Woke this morning in what I think of as "legacy mode" -- sweeping together thoughts that will somehow sum up or codify the ways in which I have spent my life. Old farts do this, I suspect, and even if they don't, still I do. It's not very different from the pipe dreams of a teenaged male dreaming of getting into some cheerleader's pants, but it's a way to make the ferris wheel go around, the bright lights twinkle, the sights and sounds of the fair come alive ... or anyway, alive-ish. I suppose I could be accused of seeking "meaning" though I dislike getting caught with those pants down ... oh well, it's just another bare ass mooning the universe, which cannot be offended.
Much of my energy and attention has been directed at what could roughly called "spiritual," so my legacy mode runs off on that railroad spur. What importance, what lessons, what conclusions will I sweep together in this cheerleader wet dream?
Nobody who ever took up a spiritual practice did so because s/he was so damned happy. The tenor and tone of this observation may be too impish for those similarly inclined but I take it quite seriously. If it is true, as I think it is, the first thing anyone is likely to do is to take out after the needles and spokes of unhappiness. That makes some sense, of course: Investigation of the problem requires a lowering of this body and mind into a cauldron of sizzling confusion and habit and uncertainty: Let's put the bad stuff in its place; let's make the bad stuff good... something like that.
But notice ... notice in the midst of that often hard, hard work: If no one ever took up a spiritual practice because s/he was so damned happy and if the reaction to recognizing the piercing sorrows and grinding errors is focus, attention and hard, hard work ... well, what ever happened to that part of the observation that concedes without fear of contradiction that being so damned happy was a possibility? In the haste that addresses the attachments and habits that gloom the scene, what ever happened to the part where being so damned happy would throw the whole spiritual vortex into a cocked hat?

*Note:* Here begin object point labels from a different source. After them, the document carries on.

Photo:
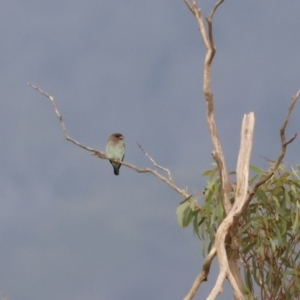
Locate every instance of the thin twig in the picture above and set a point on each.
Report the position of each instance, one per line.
(102, 155)
(154, 162)
(203, 275)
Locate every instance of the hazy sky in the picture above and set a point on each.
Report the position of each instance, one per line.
(71, 229)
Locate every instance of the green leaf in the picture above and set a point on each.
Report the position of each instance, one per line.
(257, 170)
(295, 228)
(181, 211)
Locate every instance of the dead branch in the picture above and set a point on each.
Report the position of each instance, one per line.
(275, 165)
(102, 155)
(241, 193)
(154, 163)
(203, 275)
(210, 47)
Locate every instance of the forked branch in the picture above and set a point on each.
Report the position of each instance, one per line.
(284, 144)
(207, 36)
(102, 155)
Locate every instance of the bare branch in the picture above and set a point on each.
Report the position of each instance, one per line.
(209, 44)
(154, 163)
(196, 11)
(241, 194)
(102, 155)
(275, 166)
(203, 275)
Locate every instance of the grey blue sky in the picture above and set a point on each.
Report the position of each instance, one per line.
(69, 228)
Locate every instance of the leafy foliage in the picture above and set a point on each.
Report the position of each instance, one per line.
(269, 230)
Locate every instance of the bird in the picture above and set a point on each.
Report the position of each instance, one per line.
(115, 150)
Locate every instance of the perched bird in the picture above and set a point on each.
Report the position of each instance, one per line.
(115, 149)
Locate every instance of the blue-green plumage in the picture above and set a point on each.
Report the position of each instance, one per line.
(115, 150)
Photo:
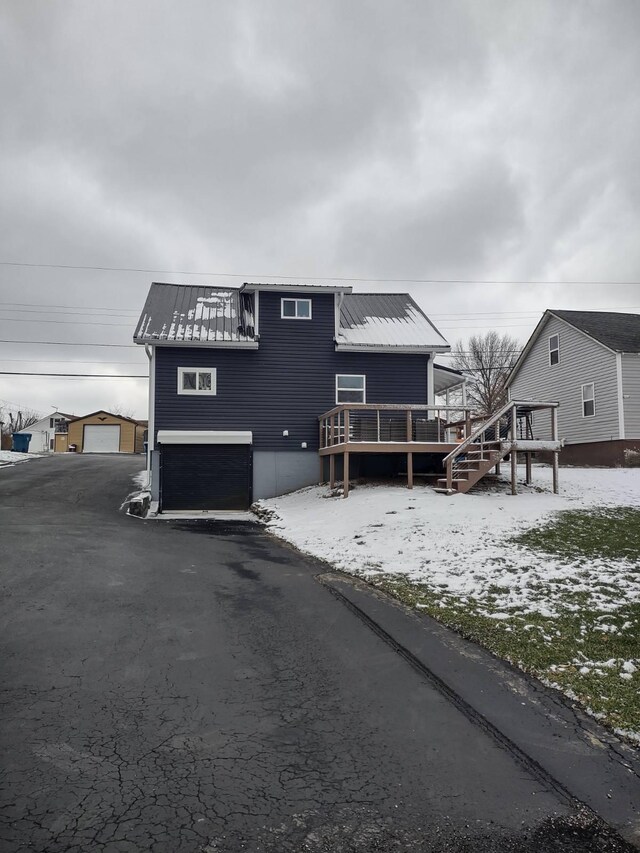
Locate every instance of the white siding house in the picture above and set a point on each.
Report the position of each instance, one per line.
(43, 431)
(588, 361)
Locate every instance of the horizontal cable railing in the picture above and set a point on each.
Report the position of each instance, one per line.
(384, 423)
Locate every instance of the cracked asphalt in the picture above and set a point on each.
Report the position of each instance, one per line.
(176, 686)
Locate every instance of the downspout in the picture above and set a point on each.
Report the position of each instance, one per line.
(338, 300)
(431, 399)
(620, 395)
(151, 355)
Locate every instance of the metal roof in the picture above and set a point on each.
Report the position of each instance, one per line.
(190, 313)
(387, 320)
(184, 312)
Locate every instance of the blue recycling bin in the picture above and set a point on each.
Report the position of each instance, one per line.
(21, 441)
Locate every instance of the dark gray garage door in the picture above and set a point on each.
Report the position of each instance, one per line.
(205, 476)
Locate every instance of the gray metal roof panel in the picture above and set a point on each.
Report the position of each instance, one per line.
(386, 319)
(178, 312)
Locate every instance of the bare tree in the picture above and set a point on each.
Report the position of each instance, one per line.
(487, 361)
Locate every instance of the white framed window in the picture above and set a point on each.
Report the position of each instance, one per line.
(588, 400)
(351, 388)
(295, 309)
(197, 380)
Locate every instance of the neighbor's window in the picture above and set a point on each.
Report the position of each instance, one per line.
(350, 389)
(295, 309)
(196, 380)
(588, 400)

True, there is laziness that asserts happiness at the drop of a new car or a one-night stand, but isn't there also some true realm in which being so damned happy is a concrete, unfettered reality? How much of spiritual life is nothing more than papering this over with endless recognitions of what is so damned un-happy?

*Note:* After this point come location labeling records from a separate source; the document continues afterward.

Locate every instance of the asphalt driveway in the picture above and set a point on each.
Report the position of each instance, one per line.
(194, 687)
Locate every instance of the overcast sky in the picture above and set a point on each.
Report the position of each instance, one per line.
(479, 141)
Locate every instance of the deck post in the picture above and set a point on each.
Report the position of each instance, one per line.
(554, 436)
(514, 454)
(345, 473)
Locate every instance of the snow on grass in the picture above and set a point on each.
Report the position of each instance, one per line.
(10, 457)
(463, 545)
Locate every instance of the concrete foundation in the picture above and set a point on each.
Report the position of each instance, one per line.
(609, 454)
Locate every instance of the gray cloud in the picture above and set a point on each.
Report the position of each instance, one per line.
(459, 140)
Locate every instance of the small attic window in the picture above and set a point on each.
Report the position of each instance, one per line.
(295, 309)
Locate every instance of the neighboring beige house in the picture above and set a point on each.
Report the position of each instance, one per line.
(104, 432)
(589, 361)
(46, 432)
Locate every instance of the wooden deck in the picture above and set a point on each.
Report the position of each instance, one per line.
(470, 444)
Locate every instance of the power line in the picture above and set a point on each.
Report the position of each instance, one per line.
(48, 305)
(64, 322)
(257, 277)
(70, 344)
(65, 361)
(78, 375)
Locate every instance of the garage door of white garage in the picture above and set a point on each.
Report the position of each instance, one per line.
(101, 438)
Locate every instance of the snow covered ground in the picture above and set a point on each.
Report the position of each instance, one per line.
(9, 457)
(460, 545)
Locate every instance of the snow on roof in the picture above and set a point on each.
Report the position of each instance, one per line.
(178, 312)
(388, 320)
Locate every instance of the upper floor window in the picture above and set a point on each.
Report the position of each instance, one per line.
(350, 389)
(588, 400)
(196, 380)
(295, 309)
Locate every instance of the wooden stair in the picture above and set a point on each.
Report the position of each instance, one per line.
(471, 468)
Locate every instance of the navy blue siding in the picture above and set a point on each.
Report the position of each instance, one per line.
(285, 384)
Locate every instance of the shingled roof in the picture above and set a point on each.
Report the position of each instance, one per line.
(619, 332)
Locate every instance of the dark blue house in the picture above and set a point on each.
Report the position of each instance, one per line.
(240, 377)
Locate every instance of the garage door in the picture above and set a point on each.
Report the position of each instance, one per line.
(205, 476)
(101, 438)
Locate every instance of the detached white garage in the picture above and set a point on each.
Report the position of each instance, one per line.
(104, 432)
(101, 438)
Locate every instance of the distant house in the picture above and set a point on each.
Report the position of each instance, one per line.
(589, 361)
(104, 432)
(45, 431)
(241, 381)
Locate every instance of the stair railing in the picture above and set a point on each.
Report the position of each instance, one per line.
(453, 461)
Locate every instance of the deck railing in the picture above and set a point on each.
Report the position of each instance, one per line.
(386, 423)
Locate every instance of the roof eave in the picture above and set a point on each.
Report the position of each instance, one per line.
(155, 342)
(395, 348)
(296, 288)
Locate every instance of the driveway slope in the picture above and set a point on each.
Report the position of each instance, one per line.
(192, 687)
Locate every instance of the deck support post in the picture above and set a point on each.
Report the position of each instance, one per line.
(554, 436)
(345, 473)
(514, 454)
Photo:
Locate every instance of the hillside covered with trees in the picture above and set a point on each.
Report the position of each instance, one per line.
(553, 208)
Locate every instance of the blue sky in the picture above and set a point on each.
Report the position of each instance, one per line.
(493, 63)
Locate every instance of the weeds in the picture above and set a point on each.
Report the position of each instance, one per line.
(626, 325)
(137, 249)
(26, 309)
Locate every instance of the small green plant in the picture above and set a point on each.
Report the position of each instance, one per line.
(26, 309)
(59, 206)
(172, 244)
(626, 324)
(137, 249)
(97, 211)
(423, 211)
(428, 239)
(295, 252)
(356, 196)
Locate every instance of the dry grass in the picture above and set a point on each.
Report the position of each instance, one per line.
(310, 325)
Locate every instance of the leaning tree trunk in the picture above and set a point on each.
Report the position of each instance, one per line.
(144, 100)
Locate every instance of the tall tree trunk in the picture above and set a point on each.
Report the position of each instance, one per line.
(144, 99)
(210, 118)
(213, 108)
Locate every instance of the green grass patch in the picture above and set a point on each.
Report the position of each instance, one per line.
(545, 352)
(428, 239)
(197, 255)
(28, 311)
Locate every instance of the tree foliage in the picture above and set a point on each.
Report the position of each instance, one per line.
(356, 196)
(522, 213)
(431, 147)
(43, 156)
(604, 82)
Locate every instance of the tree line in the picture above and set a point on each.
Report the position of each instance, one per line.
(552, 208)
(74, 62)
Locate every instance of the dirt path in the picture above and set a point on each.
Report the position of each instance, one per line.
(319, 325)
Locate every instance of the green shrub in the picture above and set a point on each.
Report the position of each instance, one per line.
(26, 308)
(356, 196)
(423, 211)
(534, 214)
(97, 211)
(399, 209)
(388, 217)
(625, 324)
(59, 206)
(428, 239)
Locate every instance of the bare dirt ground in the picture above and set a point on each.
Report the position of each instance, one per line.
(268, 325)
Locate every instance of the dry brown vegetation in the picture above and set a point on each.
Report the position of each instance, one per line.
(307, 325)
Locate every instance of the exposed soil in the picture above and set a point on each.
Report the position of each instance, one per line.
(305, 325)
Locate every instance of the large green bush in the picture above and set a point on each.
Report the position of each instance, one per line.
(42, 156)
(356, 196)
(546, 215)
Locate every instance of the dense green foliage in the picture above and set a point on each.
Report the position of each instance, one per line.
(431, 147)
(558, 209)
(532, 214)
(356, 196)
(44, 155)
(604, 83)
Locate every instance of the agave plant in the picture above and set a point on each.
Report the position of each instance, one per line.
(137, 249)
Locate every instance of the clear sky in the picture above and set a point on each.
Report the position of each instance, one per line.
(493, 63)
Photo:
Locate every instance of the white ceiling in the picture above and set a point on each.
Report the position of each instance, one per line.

I think neglecting the happy part -- however much anyone might yowl and beg to be happy -- is a mistake. Sure there are glitches, but the bedrock is whole ... lousy stuff, good stuff ... poof!
The image that comes to mind for spiritual adventure is of a refrigerator in the kitchen that is plastered over with post-its on which wise reminders are noted in brief. More and more and more post-its until one day, it's just time to clean up ... take down the post-its and use the refrigerator.
No one can write about spiritual life ... or anyone can -- same difference. It's like writing about a "piano" and imagining it might somehow be a piano. But there's something to be said for learning to enjoy whatever foolishness is embraced.
Legacy, my ass ... but good ass or badass, it's the only ass I've got.